Вот такими молитвами мы едва ли Богу молимся, таких настроений не переживаем. Нами совершенно забыты слова о том, что молиться и служить Богу надо «духом и истиною», что не количеством свечей, которые мы ставим, не серебристым звоном колоколов, которые мы повесим, определится наше усердие к Богу, а количеством добрых дел.
Поэт Хомяков в великолепном стихотворении «По прочтении псалма» представляет Господа отвергающим все дары, которые Ему приносит человек:
Твой скуден дар! Есть дар бесценный,
Дар, нужный Богу твоему;
Ты с ним явись, и, примиренный,
Я все дары твои приму:
Мне нужно сердце чище злата
И воля крепкая в труде,
Мне нужен брат, любящий брата,
Нужна мне правда на суде!..
И вот этих-то даров духа, эту светлость нашей жизни мы и не хотим принести Богу в дар и стараемся, выражаясь грубо, отделаться от Бога копейкой: кто грошовой свечой, кто побогаче – целым, может быть, храмом, но одинаково – даром внешним, не затрагивающим нашей жизни, не являющимся тем даром, какого ожидает Божество, изрекшее: «Сын, дай Мне твое сердце!»
Один елецкий купец выстроил прекрасный храм и зазвал смотреть этот храм знаменитого праведною жизнью своею елецкого священника отца Иоанна. Посмотрел священник на храм и говорит купцу: «Красив твой храм и обширен, очень обширен, и всё же не вместит он всех тех, которых ты обидел, притеснил, обобрал и пустил по миру. Не вместит он и тех слез, которые ты заставил людей пролить. Несутся к небу стоны обиженных тобой людей, а ты не хочешь слышать их и воздвигаешь храм. Твой дар ничтожен в глазах Божиих, потому что, прежде чем строить церковь, надо было приложить старание загладить сделанное людям зло».

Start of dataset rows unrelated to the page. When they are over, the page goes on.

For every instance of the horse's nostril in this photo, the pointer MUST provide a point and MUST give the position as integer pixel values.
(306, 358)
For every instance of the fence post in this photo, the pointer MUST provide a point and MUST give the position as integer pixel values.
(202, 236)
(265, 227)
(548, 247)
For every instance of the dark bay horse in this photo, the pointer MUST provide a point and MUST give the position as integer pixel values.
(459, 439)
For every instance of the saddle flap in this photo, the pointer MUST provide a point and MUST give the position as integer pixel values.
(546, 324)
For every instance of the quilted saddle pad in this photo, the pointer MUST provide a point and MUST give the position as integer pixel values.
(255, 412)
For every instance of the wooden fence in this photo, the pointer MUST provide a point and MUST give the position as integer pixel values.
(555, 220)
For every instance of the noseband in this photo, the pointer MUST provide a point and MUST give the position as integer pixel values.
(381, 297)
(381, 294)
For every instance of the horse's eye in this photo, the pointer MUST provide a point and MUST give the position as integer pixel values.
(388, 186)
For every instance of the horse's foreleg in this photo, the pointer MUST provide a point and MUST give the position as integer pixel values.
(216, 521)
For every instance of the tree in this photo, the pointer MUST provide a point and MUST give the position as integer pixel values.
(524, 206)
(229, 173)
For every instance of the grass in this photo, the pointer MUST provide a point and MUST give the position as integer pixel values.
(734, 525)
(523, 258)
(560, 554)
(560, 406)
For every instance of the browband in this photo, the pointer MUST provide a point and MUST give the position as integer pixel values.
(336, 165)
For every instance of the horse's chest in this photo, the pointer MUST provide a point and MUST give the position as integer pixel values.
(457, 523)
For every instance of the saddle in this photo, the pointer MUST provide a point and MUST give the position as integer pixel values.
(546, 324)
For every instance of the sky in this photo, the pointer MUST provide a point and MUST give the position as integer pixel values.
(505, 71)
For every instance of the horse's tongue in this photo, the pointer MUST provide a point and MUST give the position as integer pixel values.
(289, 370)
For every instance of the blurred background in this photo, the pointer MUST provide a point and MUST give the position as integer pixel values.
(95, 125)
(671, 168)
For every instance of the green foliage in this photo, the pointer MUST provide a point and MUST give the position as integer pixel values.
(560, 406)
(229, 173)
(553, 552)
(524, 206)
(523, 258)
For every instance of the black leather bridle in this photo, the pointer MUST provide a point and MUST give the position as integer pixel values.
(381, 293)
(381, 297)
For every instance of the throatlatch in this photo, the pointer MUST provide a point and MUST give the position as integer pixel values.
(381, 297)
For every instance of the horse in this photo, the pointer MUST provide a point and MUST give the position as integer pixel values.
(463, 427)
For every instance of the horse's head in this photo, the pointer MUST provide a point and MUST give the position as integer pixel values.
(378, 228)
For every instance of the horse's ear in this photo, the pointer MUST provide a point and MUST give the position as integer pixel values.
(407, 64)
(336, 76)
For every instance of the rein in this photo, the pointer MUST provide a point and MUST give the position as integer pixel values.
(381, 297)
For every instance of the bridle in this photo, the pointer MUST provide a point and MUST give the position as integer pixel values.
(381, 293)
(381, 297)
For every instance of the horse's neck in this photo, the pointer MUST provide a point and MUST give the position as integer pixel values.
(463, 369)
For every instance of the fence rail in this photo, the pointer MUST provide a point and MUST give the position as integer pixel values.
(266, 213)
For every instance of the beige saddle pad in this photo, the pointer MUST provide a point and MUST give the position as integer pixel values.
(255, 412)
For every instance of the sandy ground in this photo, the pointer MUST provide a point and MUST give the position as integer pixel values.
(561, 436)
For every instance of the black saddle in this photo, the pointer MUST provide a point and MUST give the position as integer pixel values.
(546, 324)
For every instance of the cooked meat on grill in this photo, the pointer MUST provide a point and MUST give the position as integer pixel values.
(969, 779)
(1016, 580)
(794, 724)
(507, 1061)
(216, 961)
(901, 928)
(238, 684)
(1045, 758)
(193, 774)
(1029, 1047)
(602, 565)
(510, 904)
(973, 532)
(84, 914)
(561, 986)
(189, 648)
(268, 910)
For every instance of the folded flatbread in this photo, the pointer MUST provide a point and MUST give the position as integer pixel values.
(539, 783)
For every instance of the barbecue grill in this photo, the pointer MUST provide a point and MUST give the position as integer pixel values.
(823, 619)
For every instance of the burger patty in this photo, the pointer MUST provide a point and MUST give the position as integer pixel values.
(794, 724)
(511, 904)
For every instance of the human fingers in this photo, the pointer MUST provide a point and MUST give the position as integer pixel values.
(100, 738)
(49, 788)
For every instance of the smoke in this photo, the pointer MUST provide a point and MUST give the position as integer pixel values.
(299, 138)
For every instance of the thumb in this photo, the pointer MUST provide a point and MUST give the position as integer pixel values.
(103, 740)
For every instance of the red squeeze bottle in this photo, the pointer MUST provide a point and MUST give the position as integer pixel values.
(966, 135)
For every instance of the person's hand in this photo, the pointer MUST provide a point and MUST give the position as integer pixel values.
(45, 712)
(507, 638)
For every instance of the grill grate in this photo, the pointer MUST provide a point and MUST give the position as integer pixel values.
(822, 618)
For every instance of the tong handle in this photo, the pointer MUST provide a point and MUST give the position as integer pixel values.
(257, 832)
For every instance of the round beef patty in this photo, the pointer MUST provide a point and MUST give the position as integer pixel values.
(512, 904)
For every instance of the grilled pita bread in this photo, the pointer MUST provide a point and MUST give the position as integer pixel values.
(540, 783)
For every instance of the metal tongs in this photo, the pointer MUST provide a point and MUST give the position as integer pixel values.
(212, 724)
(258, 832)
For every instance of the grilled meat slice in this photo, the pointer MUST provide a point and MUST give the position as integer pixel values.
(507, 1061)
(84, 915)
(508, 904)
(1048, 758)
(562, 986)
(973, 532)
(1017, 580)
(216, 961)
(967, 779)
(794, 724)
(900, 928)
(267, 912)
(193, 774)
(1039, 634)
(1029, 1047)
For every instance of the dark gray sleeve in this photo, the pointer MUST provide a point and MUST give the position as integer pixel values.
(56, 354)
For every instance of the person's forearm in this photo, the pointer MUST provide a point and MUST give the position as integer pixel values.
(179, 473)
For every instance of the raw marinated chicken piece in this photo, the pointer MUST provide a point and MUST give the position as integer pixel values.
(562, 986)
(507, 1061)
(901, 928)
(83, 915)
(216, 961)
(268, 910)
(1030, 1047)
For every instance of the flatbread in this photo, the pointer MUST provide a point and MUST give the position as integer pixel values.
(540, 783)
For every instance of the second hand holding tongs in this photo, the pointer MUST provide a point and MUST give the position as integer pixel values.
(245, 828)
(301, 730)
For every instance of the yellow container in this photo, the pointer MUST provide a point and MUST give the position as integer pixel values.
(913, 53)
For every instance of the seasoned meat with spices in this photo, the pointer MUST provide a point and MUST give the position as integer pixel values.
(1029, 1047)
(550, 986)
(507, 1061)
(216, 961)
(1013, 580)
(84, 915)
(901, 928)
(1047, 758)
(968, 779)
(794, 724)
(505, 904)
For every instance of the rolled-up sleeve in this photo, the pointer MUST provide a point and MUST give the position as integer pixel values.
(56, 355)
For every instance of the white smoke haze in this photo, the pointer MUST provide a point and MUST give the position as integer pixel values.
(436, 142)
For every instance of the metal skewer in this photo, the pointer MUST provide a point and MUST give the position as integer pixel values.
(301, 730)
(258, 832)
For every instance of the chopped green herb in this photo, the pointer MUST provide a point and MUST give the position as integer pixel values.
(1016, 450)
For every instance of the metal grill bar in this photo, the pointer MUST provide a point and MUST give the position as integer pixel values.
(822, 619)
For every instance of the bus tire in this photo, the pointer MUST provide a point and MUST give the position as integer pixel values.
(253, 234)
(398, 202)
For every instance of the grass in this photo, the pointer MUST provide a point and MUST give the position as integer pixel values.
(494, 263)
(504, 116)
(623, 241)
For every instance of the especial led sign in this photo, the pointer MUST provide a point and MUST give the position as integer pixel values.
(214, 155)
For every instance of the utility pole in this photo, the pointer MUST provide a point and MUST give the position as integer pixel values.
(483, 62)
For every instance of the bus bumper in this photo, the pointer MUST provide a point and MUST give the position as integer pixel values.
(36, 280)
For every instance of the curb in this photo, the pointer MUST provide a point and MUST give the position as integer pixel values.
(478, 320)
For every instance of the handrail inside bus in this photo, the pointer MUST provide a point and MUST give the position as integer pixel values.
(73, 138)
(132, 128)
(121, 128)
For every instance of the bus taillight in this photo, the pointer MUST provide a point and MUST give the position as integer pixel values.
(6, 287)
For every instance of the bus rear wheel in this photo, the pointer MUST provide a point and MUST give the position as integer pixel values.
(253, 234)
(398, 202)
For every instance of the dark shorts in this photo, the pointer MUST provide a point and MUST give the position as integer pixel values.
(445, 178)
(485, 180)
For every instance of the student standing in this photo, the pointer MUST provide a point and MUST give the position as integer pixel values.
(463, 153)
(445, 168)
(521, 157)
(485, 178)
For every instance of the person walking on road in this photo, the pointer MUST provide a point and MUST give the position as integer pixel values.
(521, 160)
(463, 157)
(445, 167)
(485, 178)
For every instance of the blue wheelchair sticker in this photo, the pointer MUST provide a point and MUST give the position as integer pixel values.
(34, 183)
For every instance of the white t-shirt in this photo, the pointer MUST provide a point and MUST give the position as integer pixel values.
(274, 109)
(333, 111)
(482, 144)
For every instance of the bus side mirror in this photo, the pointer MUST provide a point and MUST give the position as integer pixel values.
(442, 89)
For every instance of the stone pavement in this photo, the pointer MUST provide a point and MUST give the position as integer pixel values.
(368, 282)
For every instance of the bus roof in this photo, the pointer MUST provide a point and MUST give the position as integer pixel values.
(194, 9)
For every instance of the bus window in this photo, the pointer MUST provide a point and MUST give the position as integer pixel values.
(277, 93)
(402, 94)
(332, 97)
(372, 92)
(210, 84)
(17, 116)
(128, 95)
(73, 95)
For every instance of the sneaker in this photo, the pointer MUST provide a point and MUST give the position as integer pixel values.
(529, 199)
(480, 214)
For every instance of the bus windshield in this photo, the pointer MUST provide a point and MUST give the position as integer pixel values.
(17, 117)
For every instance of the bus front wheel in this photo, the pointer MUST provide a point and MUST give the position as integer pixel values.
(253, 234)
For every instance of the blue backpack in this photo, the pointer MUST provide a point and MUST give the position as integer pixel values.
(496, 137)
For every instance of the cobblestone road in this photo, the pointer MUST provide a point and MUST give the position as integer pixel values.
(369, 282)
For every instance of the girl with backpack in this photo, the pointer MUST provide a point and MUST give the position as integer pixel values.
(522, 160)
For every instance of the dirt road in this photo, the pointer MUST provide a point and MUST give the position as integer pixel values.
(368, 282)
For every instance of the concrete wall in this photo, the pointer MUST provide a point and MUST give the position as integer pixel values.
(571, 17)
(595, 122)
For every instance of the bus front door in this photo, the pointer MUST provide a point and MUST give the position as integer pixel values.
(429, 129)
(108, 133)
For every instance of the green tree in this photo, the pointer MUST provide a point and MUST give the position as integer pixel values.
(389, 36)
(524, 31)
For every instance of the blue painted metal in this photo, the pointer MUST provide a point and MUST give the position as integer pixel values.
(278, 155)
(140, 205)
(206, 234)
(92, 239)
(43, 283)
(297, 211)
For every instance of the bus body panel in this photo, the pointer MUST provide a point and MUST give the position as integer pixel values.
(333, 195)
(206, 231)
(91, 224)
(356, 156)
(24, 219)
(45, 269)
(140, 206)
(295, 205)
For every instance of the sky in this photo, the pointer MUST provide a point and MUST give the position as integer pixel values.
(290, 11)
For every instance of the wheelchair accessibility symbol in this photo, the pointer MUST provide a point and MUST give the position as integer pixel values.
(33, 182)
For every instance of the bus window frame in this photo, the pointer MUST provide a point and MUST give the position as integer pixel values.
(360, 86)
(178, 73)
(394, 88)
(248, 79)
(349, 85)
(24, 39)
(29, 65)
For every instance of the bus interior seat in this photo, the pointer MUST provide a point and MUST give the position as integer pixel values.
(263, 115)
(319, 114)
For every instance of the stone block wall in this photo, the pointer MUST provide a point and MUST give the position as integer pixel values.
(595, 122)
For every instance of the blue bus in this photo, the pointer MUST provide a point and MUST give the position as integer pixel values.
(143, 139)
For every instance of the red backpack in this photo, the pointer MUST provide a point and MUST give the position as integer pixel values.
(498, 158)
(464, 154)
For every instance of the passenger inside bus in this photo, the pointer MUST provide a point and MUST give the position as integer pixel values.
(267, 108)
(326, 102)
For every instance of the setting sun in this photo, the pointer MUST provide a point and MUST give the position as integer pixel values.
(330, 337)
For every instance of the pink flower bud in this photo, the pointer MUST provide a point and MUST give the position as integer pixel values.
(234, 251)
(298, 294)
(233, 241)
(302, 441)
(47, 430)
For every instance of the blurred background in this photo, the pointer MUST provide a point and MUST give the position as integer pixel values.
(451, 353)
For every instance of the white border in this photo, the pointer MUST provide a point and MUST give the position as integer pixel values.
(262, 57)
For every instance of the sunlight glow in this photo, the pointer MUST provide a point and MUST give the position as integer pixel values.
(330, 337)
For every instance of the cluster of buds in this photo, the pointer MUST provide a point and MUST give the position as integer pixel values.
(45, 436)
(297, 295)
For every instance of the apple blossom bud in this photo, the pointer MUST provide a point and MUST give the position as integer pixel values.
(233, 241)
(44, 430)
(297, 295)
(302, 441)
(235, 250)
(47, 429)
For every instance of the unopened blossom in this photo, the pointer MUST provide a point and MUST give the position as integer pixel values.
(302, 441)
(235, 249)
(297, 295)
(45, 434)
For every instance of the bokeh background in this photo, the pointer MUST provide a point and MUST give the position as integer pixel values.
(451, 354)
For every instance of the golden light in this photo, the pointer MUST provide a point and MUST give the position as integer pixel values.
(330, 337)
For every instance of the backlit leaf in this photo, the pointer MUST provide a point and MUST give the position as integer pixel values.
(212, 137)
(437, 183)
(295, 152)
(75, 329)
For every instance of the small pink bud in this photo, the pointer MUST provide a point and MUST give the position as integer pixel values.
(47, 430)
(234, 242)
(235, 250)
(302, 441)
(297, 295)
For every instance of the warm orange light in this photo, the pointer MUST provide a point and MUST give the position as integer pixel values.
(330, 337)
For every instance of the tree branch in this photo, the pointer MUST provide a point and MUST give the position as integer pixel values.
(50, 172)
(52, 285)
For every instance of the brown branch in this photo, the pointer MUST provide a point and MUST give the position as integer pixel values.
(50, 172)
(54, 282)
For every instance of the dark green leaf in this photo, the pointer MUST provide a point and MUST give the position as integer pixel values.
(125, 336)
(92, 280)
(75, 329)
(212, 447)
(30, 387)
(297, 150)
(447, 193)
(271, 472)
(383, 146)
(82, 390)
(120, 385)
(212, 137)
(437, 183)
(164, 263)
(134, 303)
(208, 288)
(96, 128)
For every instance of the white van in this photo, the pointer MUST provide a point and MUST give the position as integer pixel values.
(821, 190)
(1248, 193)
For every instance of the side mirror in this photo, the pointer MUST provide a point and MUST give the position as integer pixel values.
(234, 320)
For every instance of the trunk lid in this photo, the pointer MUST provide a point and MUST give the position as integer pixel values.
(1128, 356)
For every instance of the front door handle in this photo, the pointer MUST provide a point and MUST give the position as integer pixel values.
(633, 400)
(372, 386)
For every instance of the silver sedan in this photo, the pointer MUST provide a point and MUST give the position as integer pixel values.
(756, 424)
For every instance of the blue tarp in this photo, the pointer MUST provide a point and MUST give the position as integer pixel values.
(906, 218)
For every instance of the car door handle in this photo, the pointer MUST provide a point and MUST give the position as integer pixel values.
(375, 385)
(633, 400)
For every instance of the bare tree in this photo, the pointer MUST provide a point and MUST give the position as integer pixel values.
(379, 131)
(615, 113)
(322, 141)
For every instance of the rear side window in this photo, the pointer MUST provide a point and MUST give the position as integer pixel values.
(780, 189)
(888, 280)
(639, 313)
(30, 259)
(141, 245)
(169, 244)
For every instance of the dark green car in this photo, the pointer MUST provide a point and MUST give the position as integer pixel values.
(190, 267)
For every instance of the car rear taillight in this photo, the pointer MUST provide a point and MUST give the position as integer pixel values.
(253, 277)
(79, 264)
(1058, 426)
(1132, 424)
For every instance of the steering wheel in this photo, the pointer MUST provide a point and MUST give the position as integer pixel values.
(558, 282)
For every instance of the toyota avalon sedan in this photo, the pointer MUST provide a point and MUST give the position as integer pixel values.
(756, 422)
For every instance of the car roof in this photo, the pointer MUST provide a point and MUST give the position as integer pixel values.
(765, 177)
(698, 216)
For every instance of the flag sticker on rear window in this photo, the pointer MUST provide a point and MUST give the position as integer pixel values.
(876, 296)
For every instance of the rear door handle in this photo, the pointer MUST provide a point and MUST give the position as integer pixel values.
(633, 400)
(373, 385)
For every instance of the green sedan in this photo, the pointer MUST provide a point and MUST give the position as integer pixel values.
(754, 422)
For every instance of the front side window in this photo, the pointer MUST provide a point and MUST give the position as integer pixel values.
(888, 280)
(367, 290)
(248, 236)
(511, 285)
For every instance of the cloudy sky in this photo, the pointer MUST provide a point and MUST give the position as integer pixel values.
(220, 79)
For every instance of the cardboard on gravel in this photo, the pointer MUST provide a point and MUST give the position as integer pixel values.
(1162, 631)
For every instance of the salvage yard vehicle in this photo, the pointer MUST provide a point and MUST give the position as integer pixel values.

В большей или меньшей степени мы все поступаем, как этот елецкий купец: мы все являемся представителями чисто внешнего, обрядового христианства, и самый снисходительный судья при самом кропотливом изыскании не найдет никакой разницы между нами и язычниками. А мы не сознаём всего ужаса нашего положения и живем по привычке языческой жизнью среди наших христианских обрядов, и только вдруг вставший пред нами во весь рост, во всей чудной яркости красок образ какого-нибудь истинного христианина, вроде святого Иоанна Златоуста, пристыдит нас и скажет, как мы жалки и ничтожны, как мы не двинули пальцем для того, во что «веруем», тогда как другие творили из жизни своей чудное поприще добродетелей и, называясь учениками Христа, Христом дышали, за Христа страдали, за Христа умирали.